I personally took Telescope Pictures for three years back in 1969, 1970 and 1971. I worked for both Wally (one year) and Norris (two years). I read with regret the July 26, 2019 article how the new ownership of Telescope Pictures wants to remain relevant. Unfortunately, the town of Ocean City/City Council and Technology will bring the demise of telescope pictures.
The current generation of people all have cell phones. Why would one purchase a picture on a chain for $5 or $6? The quality of the current photo can’t compare to the vibrant transparencies of the past.
Also, Ocean City has grown past 33rd Street from back in the 60s, 70s and early 80s. The original owners (Norris, Bob and Wally) each had businesses on the Boardwalk. Families strolled the Boardwalk at night after dinner and picked up their pictures that were taken earlier in the day. Unfortunately, times have changed and the majority of families that stay north of 33rd Street are not comfortable on the Boardwalk in the evening.

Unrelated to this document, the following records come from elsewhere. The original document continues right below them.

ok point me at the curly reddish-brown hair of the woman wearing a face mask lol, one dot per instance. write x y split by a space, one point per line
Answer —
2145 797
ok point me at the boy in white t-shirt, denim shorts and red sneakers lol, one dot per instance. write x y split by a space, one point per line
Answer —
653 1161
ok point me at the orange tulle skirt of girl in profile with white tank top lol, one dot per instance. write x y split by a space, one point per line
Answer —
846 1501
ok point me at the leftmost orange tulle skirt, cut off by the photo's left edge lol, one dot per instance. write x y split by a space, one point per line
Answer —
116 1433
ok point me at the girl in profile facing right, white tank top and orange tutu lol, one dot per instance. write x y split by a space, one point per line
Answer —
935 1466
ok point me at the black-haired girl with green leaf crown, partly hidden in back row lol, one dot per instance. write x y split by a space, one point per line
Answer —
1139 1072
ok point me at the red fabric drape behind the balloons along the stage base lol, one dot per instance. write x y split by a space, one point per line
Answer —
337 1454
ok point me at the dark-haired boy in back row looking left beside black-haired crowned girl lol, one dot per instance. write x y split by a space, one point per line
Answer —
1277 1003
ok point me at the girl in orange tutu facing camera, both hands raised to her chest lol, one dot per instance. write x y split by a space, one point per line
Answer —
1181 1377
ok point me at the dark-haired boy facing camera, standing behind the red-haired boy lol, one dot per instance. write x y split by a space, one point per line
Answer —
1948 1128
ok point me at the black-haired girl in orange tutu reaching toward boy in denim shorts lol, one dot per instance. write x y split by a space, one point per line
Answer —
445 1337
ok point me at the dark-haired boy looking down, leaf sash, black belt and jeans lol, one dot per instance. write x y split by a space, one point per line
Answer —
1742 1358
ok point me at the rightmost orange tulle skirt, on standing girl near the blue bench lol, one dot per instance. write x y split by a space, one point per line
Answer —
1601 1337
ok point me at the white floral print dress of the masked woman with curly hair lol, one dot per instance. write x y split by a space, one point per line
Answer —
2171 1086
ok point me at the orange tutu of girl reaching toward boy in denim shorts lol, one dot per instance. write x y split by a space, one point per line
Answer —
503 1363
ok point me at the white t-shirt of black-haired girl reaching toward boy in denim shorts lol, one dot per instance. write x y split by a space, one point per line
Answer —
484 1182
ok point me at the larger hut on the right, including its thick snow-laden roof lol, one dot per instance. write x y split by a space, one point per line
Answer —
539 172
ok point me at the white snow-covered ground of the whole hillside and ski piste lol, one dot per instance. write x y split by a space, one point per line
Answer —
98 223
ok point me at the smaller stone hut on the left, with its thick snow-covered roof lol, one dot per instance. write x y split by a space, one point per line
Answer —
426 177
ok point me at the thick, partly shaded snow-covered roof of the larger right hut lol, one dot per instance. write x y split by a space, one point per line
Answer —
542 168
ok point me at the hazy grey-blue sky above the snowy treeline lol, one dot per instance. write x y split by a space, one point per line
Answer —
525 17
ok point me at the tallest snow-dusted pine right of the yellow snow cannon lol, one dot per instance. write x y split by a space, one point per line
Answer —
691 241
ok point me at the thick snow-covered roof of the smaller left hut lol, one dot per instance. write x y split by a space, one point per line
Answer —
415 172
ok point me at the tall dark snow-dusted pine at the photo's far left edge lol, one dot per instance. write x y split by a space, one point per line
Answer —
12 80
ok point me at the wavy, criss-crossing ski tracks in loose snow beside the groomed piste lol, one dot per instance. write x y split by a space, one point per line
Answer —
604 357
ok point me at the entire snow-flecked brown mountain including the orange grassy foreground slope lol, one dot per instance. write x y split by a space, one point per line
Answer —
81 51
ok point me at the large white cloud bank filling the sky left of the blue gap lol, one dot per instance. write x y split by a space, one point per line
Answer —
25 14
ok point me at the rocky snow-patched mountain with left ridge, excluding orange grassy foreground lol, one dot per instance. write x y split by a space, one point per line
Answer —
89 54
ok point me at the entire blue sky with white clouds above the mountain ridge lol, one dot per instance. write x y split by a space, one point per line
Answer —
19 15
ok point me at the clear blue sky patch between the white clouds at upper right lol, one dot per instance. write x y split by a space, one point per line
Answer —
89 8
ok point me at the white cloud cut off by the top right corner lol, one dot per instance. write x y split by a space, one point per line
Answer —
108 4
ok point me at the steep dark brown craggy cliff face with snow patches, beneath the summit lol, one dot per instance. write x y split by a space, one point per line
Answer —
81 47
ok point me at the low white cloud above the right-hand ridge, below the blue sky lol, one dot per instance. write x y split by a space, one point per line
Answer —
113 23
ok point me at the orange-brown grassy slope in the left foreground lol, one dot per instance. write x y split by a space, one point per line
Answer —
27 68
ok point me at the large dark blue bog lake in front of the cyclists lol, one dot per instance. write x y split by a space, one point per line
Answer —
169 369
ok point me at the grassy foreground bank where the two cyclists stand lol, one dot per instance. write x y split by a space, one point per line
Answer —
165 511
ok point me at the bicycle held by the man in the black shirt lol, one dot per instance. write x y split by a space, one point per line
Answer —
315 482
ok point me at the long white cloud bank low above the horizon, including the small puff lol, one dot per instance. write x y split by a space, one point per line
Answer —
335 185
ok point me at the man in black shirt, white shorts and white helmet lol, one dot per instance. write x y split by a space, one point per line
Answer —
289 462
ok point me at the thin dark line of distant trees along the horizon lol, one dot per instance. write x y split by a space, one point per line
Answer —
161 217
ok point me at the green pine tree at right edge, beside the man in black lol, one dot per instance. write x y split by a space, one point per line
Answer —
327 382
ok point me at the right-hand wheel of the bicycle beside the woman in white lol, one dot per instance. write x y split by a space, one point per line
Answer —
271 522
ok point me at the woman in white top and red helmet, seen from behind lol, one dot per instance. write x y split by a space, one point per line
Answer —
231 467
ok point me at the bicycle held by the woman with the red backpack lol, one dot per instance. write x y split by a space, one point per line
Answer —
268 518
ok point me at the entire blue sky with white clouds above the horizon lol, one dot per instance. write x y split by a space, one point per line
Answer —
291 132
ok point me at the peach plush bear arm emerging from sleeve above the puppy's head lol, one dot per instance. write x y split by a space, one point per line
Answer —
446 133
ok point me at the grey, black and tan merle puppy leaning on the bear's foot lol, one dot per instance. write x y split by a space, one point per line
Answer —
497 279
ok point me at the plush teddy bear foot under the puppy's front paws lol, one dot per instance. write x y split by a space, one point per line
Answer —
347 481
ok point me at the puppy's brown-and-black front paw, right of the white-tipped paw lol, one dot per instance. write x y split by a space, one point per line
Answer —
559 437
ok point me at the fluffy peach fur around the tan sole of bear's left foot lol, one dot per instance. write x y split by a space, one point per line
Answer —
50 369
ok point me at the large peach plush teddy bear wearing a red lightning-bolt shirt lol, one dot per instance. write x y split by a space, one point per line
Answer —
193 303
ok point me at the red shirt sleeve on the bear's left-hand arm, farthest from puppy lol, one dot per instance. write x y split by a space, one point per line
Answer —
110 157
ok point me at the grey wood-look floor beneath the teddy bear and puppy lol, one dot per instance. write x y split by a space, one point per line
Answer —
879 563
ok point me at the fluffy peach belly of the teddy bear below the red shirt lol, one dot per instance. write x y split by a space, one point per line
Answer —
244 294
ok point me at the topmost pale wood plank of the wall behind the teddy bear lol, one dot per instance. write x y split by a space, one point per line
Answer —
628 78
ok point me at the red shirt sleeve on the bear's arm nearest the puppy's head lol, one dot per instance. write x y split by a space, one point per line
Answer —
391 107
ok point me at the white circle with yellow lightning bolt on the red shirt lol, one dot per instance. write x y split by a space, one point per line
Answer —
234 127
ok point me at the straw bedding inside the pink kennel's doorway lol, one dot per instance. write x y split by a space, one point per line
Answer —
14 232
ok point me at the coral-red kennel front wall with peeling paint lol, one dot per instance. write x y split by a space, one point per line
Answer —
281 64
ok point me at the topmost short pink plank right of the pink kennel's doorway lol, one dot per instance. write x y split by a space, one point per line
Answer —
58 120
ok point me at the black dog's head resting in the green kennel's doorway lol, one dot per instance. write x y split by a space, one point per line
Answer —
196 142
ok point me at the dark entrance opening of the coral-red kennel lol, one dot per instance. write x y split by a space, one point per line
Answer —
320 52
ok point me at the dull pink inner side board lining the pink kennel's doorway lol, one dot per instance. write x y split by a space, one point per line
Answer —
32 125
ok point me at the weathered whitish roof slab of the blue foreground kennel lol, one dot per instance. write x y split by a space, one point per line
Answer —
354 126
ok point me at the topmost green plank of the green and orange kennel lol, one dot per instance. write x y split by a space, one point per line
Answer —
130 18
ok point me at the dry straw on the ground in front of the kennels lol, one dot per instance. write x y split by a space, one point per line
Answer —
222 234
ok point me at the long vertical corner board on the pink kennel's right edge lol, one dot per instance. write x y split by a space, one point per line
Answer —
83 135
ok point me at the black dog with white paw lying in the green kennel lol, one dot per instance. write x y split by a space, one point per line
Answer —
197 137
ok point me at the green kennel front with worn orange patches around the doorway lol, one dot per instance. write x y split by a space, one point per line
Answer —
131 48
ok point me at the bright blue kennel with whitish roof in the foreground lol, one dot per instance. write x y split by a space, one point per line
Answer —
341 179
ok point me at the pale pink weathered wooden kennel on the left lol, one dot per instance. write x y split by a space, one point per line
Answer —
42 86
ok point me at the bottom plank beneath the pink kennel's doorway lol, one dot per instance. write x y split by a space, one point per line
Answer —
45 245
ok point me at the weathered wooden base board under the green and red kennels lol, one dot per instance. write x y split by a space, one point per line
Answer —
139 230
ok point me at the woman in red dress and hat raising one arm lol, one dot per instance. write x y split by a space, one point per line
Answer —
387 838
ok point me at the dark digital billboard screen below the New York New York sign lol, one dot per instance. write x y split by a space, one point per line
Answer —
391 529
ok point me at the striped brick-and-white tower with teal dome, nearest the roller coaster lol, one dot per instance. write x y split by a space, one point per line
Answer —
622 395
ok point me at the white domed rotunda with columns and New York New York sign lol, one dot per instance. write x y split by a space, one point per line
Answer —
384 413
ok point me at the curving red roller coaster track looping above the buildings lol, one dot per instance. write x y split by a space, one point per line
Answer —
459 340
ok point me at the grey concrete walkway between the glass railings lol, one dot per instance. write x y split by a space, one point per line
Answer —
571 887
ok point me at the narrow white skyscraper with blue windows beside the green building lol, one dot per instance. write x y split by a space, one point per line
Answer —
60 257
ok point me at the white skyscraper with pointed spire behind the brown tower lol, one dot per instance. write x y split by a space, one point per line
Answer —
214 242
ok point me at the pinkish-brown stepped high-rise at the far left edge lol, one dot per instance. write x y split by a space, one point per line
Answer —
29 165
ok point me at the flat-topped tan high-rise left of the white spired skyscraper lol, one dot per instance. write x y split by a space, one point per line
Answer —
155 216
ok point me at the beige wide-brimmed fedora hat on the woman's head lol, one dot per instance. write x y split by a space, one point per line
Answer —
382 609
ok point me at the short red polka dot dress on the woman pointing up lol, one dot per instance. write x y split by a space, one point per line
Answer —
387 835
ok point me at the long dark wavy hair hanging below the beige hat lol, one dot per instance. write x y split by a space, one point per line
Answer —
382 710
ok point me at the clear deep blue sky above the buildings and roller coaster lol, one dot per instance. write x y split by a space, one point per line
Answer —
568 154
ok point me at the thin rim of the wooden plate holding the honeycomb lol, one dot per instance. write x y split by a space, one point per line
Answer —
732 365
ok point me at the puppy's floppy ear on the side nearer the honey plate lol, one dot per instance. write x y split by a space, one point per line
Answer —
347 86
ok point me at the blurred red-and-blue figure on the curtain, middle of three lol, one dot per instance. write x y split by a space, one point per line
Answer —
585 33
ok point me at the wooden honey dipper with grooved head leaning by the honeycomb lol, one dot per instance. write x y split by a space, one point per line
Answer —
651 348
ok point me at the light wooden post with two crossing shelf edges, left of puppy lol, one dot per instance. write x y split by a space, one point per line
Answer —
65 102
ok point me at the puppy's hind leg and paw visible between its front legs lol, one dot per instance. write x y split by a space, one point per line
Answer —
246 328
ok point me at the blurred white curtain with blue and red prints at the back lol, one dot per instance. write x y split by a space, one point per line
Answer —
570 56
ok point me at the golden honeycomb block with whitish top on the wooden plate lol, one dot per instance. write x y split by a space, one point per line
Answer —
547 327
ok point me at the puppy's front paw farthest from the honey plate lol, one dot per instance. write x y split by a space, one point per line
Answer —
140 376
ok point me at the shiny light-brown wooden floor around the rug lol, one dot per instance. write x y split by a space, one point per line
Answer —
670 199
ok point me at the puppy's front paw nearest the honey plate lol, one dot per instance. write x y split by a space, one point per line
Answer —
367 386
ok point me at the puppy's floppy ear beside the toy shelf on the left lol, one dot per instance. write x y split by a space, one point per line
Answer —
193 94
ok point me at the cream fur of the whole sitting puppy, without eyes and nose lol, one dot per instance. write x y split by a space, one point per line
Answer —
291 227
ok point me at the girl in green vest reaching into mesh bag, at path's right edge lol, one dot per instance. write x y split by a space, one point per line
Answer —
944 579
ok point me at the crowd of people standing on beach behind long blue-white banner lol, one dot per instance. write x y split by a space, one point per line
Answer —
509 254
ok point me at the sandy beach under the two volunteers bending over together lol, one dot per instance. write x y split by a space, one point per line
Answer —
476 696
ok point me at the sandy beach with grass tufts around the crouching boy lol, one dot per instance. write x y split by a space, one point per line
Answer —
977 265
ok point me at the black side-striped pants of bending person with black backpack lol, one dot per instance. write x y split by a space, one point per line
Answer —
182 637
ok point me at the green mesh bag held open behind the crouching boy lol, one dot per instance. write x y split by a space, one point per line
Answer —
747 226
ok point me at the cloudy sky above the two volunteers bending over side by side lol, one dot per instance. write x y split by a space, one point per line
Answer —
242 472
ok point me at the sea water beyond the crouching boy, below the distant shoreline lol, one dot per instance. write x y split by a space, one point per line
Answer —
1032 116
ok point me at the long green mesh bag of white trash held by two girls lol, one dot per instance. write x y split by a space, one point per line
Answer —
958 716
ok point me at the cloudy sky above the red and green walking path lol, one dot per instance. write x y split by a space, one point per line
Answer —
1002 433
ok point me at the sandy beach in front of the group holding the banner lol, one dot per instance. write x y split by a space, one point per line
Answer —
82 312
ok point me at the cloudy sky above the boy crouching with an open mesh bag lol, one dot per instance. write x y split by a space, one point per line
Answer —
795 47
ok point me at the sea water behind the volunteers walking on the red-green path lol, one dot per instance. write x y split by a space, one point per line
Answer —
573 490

I knew two previous owners, Jeff Bacon and Todd Ferrante. They each successfully ran their business for a few years back in the late 1980s and early 1990s. However, the main reason they ended their run was the extremely “large fee” the City Council charged for the licenses .
Unfortunately, the Camerons will have a very big challenge ahead. The City Council’s fee of $152,500 plus the rent they will be paying for two pick-up locations will make it almost impossible to turn a profit in 90 days.
I wish them good luck. And they can thank the City Council for putting an end to “Telescope Pictures.”